A meta-analysis published in February in JAMA Pediatrics suggests that the Modified Checklist for Autism in Toddlers (M-CHAT) can accurately identify children with autism and those without the condition. The analysis pooled the results of 50 M-CHAT studies and found an overall sensitivity and specificity of 83 and 94 percent respectively, meaning the tool identifies 83 percent of autistic children, and 94 percent of the children it identifies actually have autism.
But the results run counter to prior assessments that indicate the M-CHAT has poor sensitivity and specificity — and so fails to identify many autistic children and misidentifies many non-autistic children as autistic. Spectrum asked two experts for their thoughts: Roald Øien, professor of special education and developmental psychology at UiT – the Arctic University of Norway in Tromsø and the Yale Child Study Center; and Kristin Sainani, teaching professor of epidemiology and population health at Stanford University in California.
There’s a lot here to grasp, but my main takeaway is that the persistent effort to prop up the M-CHAT and other screening instruments hinders progress toward early detection. Instead of continuing to examine this screener, we should look at new ways to find more children. We might even need to rethink screening and checklist usage overall.
One of the difficulties in studying the psychometrics of the M-CHAT and other screening tests is that the results are often restricted to the time period in which the studies are conducted. Children who screen positive receive a follow-up or diagnostic assessment that is reported in the study. But most of those who screen negative are regarded as not having autism and are thrown out of the analysis, with no follow-up or diagnostic assessment.
This practice potentially risks missing children who have autism even though they screened negative. Indeed, the new JAMA Pediatrics study does not provide any information on the diagnostic outcomes of the children who screened negative on the M-CHAT.
If we test a screening instrument in a prospective study, we can see who later received a diagnosis and who did not, which might show that the screening instrument has a lot of false negatives in the long term. However, that approach isn’t perfect either because we can’t say what the diagnosis would be at the time of screening. All it really determines is that some children are not detected.
My comments come from reading many of the studies included in this meta-analysis with an eye for details. For instance, the M-CHAT tends to be best at picking up children with the most prominent autism traits, and also those who have intellectual disability without autism. So it might detect just the cases of autism that co-occur with intellectual disability. This doesn’t mean the screener has no value, but it’s not a solution to earlier detection.

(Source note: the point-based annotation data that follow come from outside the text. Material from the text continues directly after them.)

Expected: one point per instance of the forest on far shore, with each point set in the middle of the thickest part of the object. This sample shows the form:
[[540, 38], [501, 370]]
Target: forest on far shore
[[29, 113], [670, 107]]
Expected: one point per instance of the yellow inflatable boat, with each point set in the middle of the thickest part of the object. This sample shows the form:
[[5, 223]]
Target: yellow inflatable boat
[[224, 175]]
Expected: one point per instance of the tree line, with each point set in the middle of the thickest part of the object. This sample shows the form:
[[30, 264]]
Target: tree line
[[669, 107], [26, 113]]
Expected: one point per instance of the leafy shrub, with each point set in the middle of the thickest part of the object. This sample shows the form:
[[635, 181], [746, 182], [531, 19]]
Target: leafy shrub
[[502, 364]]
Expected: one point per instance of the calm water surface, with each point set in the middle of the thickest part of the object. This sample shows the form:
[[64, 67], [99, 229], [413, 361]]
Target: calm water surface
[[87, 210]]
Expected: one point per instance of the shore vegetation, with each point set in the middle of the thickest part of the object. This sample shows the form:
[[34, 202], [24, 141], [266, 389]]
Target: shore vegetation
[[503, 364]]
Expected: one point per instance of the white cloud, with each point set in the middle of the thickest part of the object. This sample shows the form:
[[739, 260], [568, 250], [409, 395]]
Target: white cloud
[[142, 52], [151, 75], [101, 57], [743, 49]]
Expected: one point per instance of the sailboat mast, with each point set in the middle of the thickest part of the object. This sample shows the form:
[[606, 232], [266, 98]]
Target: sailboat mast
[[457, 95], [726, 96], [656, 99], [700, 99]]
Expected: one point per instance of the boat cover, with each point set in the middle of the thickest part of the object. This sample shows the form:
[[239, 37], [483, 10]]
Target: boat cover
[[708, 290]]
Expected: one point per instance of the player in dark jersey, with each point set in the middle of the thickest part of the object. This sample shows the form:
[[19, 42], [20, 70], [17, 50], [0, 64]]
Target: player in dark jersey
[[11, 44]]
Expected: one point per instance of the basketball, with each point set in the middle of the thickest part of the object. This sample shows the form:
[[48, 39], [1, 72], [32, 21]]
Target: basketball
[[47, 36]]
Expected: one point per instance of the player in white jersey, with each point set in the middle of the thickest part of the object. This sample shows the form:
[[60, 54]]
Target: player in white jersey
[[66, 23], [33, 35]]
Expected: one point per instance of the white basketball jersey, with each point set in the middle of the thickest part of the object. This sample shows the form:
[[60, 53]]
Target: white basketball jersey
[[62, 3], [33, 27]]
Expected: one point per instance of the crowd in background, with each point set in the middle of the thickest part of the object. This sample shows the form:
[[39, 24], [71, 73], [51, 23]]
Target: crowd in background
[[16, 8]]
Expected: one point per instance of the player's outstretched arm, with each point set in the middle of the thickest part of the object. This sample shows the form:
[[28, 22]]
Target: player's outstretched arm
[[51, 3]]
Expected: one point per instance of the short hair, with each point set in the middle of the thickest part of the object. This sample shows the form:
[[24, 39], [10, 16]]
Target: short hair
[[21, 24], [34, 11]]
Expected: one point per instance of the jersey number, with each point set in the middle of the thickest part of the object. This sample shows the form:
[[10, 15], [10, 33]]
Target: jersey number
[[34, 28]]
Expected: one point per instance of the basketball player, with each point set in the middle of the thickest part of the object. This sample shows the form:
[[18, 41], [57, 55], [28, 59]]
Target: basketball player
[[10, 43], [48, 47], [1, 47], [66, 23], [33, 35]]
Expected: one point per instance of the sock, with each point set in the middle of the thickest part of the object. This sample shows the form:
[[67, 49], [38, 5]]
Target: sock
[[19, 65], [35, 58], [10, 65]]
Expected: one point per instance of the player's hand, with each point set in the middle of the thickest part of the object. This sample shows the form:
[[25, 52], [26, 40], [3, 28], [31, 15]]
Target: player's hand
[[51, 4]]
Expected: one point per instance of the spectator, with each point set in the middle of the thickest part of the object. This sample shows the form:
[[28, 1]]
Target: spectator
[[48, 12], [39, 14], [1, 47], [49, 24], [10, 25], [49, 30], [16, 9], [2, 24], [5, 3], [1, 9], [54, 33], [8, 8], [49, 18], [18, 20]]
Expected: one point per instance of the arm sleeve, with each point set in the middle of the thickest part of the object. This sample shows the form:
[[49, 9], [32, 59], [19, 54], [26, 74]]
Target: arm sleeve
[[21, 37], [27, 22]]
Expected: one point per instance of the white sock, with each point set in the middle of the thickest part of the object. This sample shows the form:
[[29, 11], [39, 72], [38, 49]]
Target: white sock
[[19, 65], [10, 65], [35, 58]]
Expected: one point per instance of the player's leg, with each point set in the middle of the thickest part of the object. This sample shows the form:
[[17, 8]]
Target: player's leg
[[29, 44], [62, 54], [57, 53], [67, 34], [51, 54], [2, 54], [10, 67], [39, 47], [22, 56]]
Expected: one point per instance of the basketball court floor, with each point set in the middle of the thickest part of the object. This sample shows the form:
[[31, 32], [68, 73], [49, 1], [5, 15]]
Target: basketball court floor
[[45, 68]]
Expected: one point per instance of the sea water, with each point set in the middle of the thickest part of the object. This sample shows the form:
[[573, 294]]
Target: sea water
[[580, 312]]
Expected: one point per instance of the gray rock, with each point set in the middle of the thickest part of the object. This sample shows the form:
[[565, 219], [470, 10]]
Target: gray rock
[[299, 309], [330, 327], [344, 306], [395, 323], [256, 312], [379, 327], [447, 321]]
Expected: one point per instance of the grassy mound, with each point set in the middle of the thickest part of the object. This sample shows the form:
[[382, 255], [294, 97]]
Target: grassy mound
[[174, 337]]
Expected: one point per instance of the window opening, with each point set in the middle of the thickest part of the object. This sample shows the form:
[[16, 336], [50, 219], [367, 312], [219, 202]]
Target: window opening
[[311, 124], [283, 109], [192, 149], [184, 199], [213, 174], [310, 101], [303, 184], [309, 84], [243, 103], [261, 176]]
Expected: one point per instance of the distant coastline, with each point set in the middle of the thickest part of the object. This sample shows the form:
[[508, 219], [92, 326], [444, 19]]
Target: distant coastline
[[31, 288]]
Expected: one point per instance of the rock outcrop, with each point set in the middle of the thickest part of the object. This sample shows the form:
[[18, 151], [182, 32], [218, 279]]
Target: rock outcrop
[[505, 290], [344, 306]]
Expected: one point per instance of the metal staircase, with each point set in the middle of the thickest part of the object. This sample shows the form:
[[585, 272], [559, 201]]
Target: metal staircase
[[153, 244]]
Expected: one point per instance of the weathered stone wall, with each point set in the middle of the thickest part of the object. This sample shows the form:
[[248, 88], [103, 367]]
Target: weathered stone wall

The M-CHAT’s creators have done a whole lot for this field, and the M-CHAT has value. However, studies show it has great limitations in terms of picking up the majority of autistic children. So my suggestion? I hope that all of us who have been working in this field would put our heads together for the future of early autism identification and come up with something that is completely novel.
Previous criticisms of the M-CHAT have reported that if you apply the test at about 18 months, the sensitivity is below 40 percent, meaning the test misses most children with autism at that age. By contrast, the JAMA Pediatrics paper reports a pooled sensitivity of approximately 80 percent. These results aren’t necessarily conflicting, however, as the new paper includes data from older children. Children grow and learn at different rates, and it may be hard to differentiate usual behavioral variation from autism at 18 months. This doesn’t mean that the M-CHAT is a bad screening tool — it just means that if you apply it too early, and if you use it only once, you’re going to miss some cases of autism.
This paper’s more favorable results may also stem from flaws in the underlying studies. When the researchers behind the meta-analysis looked at only the studies that tracked children for more than six months after they tested negative, sensitivity dropped to below 60 percent. This means that other studies may have overestimated sensitivity by not accounting for children who were diagnosed with autism later. Other biases in the underlying studies could also have led to overly optimistic results.
We should interpret the pooled sensitivity and specificity cautiously because they are artificial. In fact, there isn’t a single “overall” sensitivity or specificity. Rather, the accuracy of the M-CHAT varies depending on who is being screened. For example, the researchers found that the test yields more false positives (i.e., lower specificity) when given to children who already have an increased likelihood of having autism, such as those flagged by their pediatricians. These children may have other developmental conditions that are difficult to distinguish from autism. This finding highlights a key takeaway of the paper: The M-CHAT’s accuracy depends on the characteristics of the screening population.
Unfortunately, the researchers couldn’t quantify how much screening age impacts test accuracy, because of a lack of detailed data in the underlying studies. So it is unclear how much the difference between this paper’s results and those of more critical studies is explained by screening age. Despite these limitations, the paper suggests that the M-CHAT remains a useful screening tool for autism. The paper also provides an excellent summary of the body of work on this topic.